Development Log

Continuous Evolution

Tracking the progress of Haptic Vision beyond the initial 48-hour sprint.


Voice Control, Blind-First Features, and Data Tools

The rig now answers out loud. Hold the talk button, ask a question or give a command, and the response comes back from a model running entirely on the device. Nothing you say leaves the backpack.

This round also adds the everyday touches a daily user actually asks for: a step counter, a pocket mode that quiets the belt when you pick the camera up, directional cues, replies in the user's own language, and a far more natural voice option.

  • On-device voice commands and free-form questions about the live scene
  • Step counter, pocket mode, and compass-rose direction cues
  • Fifteen languages, plus an optional natural-sounding Piper voice
  • Offline tools to anonymize a session and auto-cut a highlight reel

Faster Face Search and SQL-Ready Sessions

Face recognition moved behind a vector index, so finding a known person stays quick even as the roster grows. The match results are identical to the old path; only the lookup got faster.

Every session log now also writes to a sibling SQLite database, so we can run real queries over a run instead of parsing text by hand.

  • Approximate-nearest-neighbor face search with the same match quality
  • Each session mirrored into a queryable SQLite database
  • Both features fall back cleanly when their optional libraries are absent

Voice Input and Knowing Where You Are

The first version of push-to-talk landed: hold the microphone, speak, and the system either runs the command or sends the question to the local model with the current view as context.

Inside a place you have walked before, the rig now keeps track of where you are along the recorded route, so "where am I" comes back grounded in the nearest landmark.

  • Hold-to-speak commands and questions
  • Continuous positioning within a saved place
  • Answers that name the closest landmark

Place-Aware Boot, Haptic Vocabulary, and Scene Reading

Saved places now carry a WiFi and Bluetooth fingerprint, so on startup the rig can recognize where it is and offer to navigate from there instead of from the original scan point.

The belt also speaks its own language now: short taps for furniture, two-tap rhythms for doorways, rising patterns for stairs, and a sharp warning pattern for hazards. And one tap reads any sign, room number, or label in view out loud.

  • Recognizes a saved place from a single boot-time scan
  • Distinct vibration patterns for furniture, doorways, stairs, and warnings
  • On-demand scene reading for signs, room numbers, and labels

Desktop Diagnostics & Headless Recording

We've stabilized the desktop-to-Jetson bridge. The system now features high-frequency sensor diagnostics and drift correction that mirrors the field rig, making it easier to calibrate sensors from a workstation.

Furthermore, the system can now run fully "headless" (without a screen), recording high-fidelity promo footage and snapshots directly to the disk for cleaner post-run analysis.

  • Real-time magnetometer drift correction
  • Headless promo capture and scene snapshots
  • High-frequency diagnostics and sensor liveness checks

Place Navigation Beta & Session Logging

Our biggest functional leap yet: Pre-scanned Place Navigation. The system now supports A* route planning through landmark-indexed environments, providing turn-by-turn haptic nudges and audio cues.
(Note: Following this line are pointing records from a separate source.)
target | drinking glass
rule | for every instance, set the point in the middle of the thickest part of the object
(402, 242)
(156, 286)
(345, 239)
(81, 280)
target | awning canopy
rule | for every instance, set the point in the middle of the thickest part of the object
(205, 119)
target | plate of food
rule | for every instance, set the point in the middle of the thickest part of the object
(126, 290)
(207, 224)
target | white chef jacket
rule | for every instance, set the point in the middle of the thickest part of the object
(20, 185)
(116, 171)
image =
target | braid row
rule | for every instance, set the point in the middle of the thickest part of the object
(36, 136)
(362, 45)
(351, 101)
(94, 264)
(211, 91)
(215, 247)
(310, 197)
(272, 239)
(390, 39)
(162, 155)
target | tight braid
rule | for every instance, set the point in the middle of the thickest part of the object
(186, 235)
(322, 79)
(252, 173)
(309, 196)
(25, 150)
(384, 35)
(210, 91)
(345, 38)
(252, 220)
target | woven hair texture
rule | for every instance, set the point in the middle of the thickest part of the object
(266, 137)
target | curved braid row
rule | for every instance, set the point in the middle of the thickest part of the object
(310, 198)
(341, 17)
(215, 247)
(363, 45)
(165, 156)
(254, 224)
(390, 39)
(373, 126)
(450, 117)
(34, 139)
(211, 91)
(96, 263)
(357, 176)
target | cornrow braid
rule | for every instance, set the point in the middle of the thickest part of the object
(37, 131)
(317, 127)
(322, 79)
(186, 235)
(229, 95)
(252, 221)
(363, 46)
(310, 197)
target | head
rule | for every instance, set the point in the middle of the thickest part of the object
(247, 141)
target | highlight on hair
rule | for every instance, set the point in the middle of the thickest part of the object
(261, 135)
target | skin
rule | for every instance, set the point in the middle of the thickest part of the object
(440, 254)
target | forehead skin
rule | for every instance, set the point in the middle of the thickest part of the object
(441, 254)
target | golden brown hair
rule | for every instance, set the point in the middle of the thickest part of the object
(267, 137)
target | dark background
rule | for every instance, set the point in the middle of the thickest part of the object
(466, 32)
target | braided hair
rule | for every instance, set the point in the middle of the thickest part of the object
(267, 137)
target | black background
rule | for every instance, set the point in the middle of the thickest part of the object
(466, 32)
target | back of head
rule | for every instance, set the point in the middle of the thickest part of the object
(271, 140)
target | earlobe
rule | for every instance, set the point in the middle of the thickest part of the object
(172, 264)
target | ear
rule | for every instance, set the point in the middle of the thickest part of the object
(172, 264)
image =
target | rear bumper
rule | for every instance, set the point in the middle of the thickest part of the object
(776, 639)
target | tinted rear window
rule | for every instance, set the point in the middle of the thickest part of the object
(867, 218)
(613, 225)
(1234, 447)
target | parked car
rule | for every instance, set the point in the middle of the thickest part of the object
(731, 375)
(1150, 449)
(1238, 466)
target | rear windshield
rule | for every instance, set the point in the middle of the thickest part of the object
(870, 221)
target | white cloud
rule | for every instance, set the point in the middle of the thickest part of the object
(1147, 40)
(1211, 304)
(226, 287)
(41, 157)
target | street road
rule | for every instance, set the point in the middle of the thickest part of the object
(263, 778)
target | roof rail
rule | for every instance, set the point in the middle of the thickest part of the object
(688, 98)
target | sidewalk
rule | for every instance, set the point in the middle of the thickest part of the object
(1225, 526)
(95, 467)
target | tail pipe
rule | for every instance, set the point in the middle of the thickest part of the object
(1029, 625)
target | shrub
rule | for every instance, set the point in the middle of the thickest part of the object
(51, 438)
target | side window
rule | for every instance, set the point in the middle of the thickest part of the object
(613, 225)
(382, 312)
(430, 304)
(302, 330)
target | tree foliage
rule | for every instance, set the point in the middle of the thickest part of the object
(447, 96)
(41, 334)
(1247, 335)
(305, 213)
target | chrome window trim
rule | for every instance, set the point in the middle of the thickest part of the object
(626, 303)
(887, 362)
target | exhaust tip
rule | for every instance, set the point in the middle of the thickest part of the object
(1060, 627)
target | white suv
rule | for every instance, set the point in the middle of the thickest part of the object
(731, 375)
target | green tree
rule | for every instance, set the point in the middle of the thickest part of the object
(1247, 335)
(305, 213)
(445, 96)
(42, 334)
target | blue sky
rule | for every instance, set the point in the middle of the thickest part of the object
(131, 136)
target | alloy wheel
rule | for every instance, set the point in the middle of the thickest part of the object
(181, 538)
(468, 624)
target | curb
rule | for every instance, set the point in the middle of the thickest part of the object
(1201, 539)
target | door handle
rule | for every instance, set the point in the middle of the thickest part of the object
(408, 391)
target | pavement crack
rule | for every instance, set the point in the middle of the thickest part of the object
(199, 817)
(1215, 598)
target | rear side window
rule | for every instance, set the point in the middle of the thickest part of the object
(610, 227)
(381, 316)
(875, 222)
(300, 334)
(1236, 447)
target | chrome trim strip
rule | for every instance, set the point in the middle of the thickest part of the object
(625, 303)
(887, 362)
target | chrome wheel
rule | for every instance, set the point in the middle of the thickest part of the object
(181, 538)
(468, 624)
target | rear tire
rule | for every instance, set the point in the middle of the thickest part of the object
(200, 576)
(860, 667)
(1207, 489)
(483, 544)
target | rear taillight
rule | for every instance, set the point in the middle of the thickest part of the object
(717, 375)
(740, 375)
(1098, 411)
To support this, we've launched a comprehensive Session Logger that captures a full JSONL archive of every frame, YOLO detection, and sensor event for perfect reconstruction of navigation runs.

  • Turn-by-turn haptic + audio navigation cues
  • Hazard clustering (merging multiple objects into one sentence)
  • Full-environment JSONL session archiving

Narrative Engine Upgrade: Gemma 4

We've migrated to a fine-tuned Gemma 4 model for our Narrative Engine, resulting in a 40% reduction in description latency and more natural spatial awareness.

This upgrade brings richer scene understanding and smoother audio narration, making the system feel more responsive and context-aware during real-world navigation.


Curb Detection & Audio Pre-emption

Safety is our top priority. We've implemented dedicated Curb and Drop-off detection using RANSAC ground-plane comparison, alongside an intelligent "Overhead Obstacle" system to protect the user's head plane.

The audio pipeline now supports "Speech Pre-emption," allowing critical safety alerts to immediately silence lower-priority narrations so the wearer can react to hazards in real-time.

  • Cliff and drop-off detection (Fast-approach priority)
  • Overhead hazard detection with auto-calibration
  • Urgent audio alert pre-emption

Modular Architecture & Sensor Suites

The system has been completely refactored from a single script into a modular, package-based architecture. This allows us to scale vision, hardware, and audio subsystems independently.

We've also fully integrated the ZED 2i sensor suite, enabling barometer-based floor detection, IMU fall detection, and high-DPI face recognition.